聖君は携帯を片手に、リビングに戻ってきた。
「夕飯、食べていけそうかい?」
父が聞くと、聖君は、
「はい。店、父さんが今日はずっと手伝えるから、平気だって言ってました」
と、答えた。
「そうか。じゃあ、ゆっくりしていったらいい。今後のことを、聖君と話したいしな」
「え?はい」
聖君はちょっと、緊張をしているようだ。でも、横に座っている私を見て、優しく聞いてきた。
「桃子ちゃんは、気分もう大丈夫?ご飯食べれるの?」
あ、ちゃんと私のことも、気にかけてくれてた。
「匂いが駄目なんだ。多分、サラダとか、それくらいしか食べられないと思う」
私がそう答えると、父が話しかけてきた。
「つわりか。そういえば、お母さんも桃子を妊娠していたとき、つわりがつらそうだったな」
「そうだったの?」
「まあ、お母さんに聞けば、いい対処方法もわかるかもしれないな」
「うん」
母は、キッチンで夕飯の準備をしていて、こっちの話はまったく聞こえていないようだった。
「まずは、産婦人科に行って、ちゃんと調べてもらうことだな」
父が私と聖君に向かって、まじめに話しだした。
「はい」
聖君は姿勢をただし、聞いていた。
「それから、高校に報告をしないとならないな」
「はい」
「ねえ、お父さん」
さっきまでキッチンにいた母が、いつの間にかリビングに来ていて、聖君も私も驚いた。
「校長にじかに話してみようかと思うんだけど」
「ああ、確か校長は、お母さんが通っていた頃、担任だったんだっけ?」
「そうよ」
「え?!そうなの?お母さんが私の行ってる高校の卒業生なのは知ってたけど、そうだったの?」
「そうよ。それにね、お父さん、つまり桃子のおじいちゃんは、美術を教えていたこともあるのよ」
「うちの高校で?」
「たったの3年だったけどね。すぐにやめて、絵の教室を自分で持って、教え始めたから」
「…知らなかった」
「でも、今の校長とは同時期に、働いてたし、顔見知りよ」
「そうなんだ」
「おじいちゃんも引き連れて、校長に話をしに行こうかしらね」
「え?そ、そんな、おおごとにしちゃうんですか?」
さすがの聖君も、顔をひきつらせた。
「そうだな、それがいいかもしれないな」
父が母の提案に賛成したので、ますます私も聖君も驚いてしまった。
「じゃ、さっそく、おじいちゃんに電話して、明日にでも話してくるわ」
「お、おじいちゃんに?」
おじちゃんに妊娠したこと、話しちゃうの?
「おじいちゃんはいつでも、桃子の味方よ。
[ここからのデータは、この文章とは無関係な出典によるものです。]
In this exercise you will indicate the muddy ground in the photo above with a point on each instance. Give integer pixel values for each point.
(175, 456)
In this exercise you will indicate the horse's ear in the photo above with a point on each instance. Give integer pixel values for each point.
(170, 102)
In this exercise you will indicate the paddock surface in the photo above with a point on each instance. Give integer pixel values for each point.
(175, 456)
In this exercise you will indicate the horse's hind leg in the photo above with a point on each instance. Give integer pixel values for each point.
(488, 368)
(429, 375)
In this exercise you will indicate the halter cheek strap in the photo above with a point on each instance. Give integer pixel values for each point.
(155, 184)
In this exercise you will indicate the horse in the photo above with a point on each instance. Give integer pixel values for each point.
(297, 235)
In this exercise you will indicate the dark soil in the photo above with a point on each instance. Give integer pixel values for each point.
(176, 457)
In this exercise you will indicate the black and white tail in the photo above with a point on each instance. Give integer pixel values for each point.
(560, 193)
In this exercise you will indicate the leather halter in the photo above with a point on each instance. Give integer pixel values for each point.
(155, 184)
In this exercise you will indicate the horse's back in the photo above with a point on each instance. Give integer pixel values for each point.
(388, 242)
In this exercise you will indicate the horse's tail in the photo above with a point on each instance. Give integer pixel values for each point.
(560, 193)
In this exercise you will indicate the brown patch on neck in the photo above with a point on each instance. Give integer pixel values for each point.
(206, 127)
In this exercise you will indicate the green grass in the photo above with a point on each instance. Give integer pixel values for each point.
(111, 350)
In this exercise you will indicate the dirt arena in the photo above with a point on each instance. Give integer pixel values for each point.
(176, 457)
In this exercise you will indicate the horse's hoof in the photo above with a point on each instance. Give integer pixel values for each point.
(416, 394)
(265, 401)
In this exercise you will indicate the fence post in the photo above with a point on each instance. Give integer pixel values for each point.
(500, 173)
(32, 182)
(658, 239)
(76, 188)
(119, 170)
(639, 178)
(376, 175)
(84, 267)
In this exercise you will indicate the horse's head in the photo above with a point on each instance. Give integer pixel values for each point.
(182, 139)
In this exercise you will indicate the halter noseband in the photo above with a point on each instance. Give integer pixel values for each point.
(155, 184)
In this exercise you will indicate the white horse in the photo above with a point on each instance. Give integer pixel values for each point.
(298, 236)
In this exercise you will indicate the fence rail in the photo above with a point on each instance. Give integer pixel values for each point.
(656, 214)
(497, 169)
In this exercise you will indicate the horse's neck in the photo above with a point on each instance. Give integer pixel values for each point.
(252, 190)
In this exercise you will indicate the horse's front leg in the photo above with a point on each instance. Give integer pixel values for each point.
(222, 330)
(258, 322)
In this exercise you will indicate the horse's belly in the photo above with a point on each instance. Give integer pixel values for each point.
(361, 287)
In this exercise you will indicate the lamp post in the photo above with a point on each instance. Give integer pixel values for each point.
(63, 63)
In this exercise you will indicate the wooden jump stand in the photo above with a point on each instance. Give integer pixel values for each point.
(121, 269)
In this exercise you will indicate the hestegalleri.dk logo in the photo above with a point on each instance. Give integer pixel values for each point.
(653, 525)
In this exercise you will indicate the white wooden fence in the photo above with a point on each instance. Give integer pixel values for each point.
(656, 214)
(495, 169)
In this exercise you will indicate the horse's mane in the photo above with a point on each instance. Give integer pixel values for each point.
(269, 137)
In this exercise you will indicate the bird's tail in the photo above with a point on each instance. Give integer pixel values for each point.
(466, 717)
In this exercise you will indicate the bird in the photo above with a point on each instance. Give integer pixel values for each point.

だから、大丈夫」
母は私の不安を感じ取ったようだ。あ、そっか。また、顔に出てたのか。
「それにね、若い頃すごくかっこよくてもててたから、今の校長もおじいちゃんにあこがれてた一人だったのよ」
「ええ?何それ?!」
私も驚いたが、聖君のほうが驚いて声をあげた。
「校長はその頃独身で、23歳か、24歳くらいだったと思うわ。おじいちゃんは25歳くらいだったって言ってたから」
「まだ、おじいちゃんも結婚していなかったの?」
「おばあちゃんとお付き合いはしていたみたいだけど、結婚はまだだったみたいね」
「そ、それで?」
聖君が先を知りたがり、身を乗り出して聞いた。
「校長はそうとう入れこんでたみたいよ。お母さんが入学したときに、おじいちゃんも入学式に行ったの。そりゃもう、喜んじゃって。お母さん、実はいっぱいひいきされてたのよね」
「ええ?」
これまた、びっくりだ。
「まあ、他の子にはわからないようにだけどね。勉強も放課後、教えてくれたり、家庭訪問なんて、わざわざ、おじいちゃんが家にいる時間をねらって来て、1時間くらいいたしね」
「校長って確かいまだに、独身」
「そうでしょ?そうなのよね~」
「じゃ、桃子ちゃんが、自分が好きだった人の孫だって知ってるんですか?」
聖君が聞いた。
「知ってるも何も、入学式の時、おじいちゃんも行ったわよね?」
「う、うん」
そうだ。来てた。
「桃子は知らないだろうけど、帰りに校長室に寄って、校長とお話もしていたのよ。桃子のことを頼みますって」
「し、知らなかった、それ」
「校長だしね。桃子に直接話しかけたりしていないだろうけど、ちゃんと学校生活は見ていたんじゃないかしらね」
「じゃ、おじいちゃんが校長に会いに行ったら」
「そうね。どういう処置をするかはわからないけれど、話はまじめに聞いてくれると思うわよ」
「桃子ちゃんも一緒に行くの?」
聖君が私に聞いた。
「私?!」
思わず、声が裏返ってしまった。
「桃子はいかないほうがいいかもしれないな。まずは、お母さんとおじいちゃんに行ってもらおう」
父は穏やかにそう言った。
それにしても、そんないきさつがあったとは知らなかった。それ、おばあちゃんは知っているのかな。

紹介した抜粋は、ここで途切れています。